O objetivo do presente artigo não é apreciar o mérito dos argumentos jurídicos em si, mas o de explorar, a partir de exemplos práticos, um dos aspectos que tem sido enfatizado nas manifestações apresentadas, qual seja, o da necessidade de se observar o pacto federativo também no que tange à jurisdição. Para tanto, no próximo tópico serão expostos, brevemente, os principais fundamentos jurídicos das posições favoráveis e contrárias à declaração de inconstitucionalidade de tais dispositivos para, no tópico seguinte, apresentar exemplos práticos das dificuldades federativas que as normas atacadas impõem.

2. Os argumentos
As ações baseiam-se em três principais argumentos para requerer a inconstitucionalidade das normas. Primeiro, argumenta-se que a Constituição Federal assegura aos estados-membros a capacidade para legislar sobre a competência de seus tribunais de justiça (artigo 125, caput e §1º), de maneira que a norma impugnada suprime o papel da justiça estadual como componente da autonomia do ente federado. Segundo, a competência para legislar sobre direito processual civil (artigo 22, I, CF) não permite à União criar um regime de competência territorial que suprime o significado da justiça estadual para os estados.
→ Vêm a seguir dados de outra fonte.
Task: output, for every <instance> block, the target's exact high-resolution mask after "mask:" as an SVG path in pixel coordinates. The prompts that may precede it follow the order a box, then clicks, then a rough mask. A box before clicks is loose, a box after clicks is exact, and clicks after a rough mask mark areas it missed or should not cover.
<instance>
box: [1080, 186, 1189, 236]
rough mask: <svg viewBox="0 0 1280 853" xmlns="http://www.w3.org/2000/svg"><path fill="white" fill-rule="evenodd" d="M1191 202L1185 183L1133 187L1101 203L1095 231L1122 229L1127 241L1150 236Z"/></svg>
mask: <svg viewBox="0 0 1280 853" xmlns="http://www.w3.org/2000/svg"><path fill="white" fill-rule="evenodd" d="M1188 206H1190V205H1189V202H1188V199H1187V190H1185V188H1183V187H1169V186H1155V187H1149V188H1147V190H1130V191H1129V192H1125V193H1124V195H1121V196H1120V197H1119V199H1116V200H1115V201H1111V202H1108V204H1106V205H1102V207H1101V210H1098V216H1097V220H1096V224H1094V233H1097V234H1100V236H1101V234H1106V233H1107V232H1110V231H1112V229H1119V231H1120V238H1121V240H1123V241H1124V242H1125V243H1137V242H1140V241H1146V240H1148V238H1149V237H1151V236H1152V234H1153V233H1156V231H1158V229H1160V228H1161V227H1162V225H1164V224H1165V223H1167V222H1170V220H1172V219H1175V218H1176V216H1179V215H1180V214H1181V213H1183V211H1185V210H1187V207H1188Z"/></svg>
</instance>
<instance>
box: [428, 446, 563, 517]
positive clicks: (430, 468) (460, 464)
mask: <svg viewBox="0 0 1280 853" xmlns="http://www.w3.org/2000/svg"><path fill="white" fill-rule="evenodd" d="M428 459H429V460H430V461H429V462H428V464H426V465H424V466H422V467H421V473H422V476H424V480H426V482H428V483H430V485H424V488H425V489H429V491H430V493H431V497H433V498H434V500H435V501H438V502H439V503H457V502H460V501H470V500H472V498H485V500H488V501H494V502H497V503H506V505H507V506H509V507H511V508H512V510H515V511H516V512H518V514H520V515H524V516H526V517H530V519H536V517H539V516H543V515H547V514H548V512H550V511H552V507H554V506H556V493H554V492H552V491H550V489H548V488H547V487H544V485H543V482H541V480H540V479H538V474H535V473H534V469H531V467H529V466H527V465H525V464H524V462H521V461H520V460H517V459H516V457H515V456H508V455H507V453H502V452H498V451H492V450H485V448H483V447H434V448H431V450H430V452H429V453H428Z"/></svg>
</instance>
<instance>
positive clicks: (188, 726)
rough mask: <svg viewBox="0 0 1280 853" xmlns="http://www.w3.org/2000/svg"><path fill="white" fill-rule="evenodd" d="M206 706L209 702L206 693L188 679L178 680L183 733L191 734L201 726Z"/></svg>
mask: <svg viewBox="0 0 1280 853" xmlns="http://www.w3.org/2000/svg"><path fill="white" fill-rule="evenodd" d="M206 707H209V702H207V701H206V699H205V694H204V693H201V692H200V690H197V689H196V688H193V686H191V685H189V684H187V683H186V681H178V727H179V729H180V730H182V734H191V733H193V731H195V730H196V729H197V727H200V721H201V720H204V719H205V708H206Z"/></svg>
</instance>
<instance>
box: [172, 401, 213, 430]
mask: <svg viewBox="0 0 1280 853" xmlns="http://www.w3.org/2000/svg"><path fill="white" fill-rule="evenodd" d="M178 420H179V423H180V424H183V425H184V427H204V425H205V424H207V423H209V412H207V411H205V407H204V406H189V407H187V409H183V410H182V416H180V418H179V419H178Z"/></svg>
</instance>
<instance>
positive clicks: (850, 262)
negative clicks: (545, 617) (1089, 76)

Terceiro, tais normas abrem a possibilidade de uso abusivo da prática denominada "fórum shopping", o que não se coadunaria com o princípio do devido processo legal.
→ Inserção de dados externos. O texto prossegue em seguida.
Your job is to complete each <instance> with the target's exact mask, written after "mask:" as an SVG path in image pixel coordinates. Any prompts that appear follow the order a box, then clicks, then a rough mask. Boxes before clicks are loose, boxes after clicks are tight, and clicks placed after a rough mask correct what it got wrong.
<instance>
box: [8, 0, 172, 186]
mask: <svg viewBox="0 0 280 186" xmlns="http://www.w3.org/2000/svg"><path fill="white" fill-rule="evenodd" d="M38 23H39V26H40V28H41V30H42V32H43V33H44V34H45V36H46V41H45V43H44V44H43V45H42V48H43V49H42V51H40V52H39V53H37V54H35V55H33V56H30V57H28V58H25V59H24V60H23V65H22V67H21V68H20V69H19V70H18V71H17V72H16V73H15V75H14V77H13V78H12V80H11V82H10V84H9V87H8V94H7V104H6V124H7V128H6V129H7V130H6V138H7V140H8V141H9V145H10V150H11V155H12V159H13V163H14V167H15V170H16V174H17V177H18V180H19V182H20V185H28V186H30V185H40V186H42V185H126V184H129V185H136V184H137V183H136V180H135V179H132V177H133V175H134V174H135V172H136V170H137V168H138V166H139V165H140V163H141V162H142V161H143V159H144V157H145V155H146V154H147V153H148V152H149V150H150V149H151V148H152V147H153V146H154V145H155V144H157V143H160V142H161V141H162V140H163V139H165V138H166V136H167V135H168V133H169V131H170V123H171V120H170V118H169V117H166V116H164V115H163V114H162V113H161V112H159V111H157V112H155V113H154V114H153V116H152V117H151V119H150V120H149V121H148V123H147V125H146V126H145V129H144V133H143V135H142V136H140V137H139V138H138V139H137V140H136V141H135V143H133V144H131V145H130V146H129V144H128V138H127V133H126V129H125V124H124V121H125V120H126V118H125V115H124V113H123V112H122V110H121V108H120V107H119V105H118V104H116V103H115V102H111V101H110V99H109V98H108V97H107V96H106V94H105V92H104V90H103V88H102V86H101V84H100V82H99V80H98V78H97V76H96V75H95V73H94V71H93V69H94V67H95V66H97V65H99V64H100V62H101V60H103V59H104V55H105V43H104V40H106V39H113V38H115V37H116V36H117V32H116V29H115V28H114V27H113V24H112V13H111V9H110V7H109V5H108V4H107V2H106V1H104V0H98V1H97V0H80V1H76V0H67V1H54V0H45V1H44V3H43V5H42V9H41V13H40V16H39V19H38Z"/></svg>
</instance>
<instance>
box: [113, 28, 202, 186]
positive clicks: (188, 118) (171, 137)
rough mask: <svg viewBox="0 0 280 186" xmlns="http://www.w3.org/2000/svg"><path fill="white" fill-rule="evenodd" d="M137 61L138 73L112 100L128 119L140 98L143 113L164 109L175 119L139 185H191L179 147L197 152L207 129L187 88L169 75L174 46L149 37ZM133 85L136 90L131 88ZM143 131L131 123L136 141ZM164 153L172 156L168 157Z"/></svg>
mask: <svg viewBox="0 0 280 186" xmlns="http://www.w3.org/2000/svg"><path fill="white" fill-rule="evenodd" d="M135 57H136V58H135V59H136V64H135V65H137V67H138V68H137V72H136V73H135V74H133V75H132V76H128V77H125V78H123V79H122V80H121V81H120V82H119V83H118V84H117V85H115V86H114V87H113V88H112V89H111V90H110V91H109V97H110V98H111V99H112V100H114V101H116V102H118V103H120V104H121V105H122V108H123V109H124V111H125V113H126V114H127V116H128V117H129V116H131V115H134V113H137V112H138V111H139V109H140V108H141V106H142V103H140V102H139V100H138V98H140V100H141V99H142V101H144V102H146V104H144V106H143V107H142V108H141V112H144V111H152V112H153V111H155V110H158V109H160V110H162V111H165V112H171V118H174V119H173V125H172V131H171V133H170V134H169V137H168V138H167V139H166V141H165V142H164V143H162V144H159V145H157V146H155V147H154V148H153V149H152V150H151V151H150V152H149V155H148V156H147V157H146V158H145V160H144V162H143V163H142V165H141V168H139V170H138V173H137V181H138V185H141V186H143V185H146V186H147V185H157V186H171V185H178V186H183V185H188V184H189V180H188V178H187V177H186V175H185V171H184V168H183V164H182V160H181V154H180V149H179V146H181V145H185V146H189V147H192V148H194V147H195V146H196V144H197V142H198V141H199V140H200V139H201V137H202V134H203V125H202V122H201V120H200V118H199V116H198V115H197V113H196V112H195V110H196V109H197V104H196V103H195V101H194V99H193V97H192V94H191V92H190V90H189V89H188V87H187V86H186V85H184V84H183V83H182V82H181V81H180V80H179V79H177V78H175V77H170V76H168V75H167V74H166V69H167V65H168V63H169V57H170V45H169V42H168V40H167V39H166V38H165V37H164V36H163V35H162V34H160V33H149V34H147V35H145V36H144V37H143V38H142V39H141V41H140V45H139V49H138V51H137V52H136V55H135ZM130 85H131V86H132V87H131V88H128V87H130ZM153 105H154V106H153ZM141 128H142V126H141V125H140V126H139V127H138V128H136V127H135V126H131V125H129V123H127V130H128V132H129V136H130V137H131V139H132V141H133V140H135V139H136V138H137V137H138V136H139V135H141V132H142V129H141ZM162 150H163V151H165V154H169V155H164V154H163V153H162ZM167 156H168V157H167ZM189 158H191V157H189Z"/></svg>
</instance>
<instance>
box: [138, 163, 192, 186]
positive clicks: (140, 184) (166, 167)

Os que defendem a constitucionalidade das normas em questão, por outro lado, alinham duas vertentes de argumento. Em primeiro lugar, argumentam que os dispositivos questionados servem à concretização da garantia do acesso à justiça, na medida em que tendem a remover barreiras econômicas para que os cidadãos ajuízem ações contra os estados. Em segundo, que o pacto federativo brasileiro, por ter formação centrífuga, confere à União Federal competência mais dilatada para legislar sobre diversas matérias, mormente quanto à competência jurisdicional.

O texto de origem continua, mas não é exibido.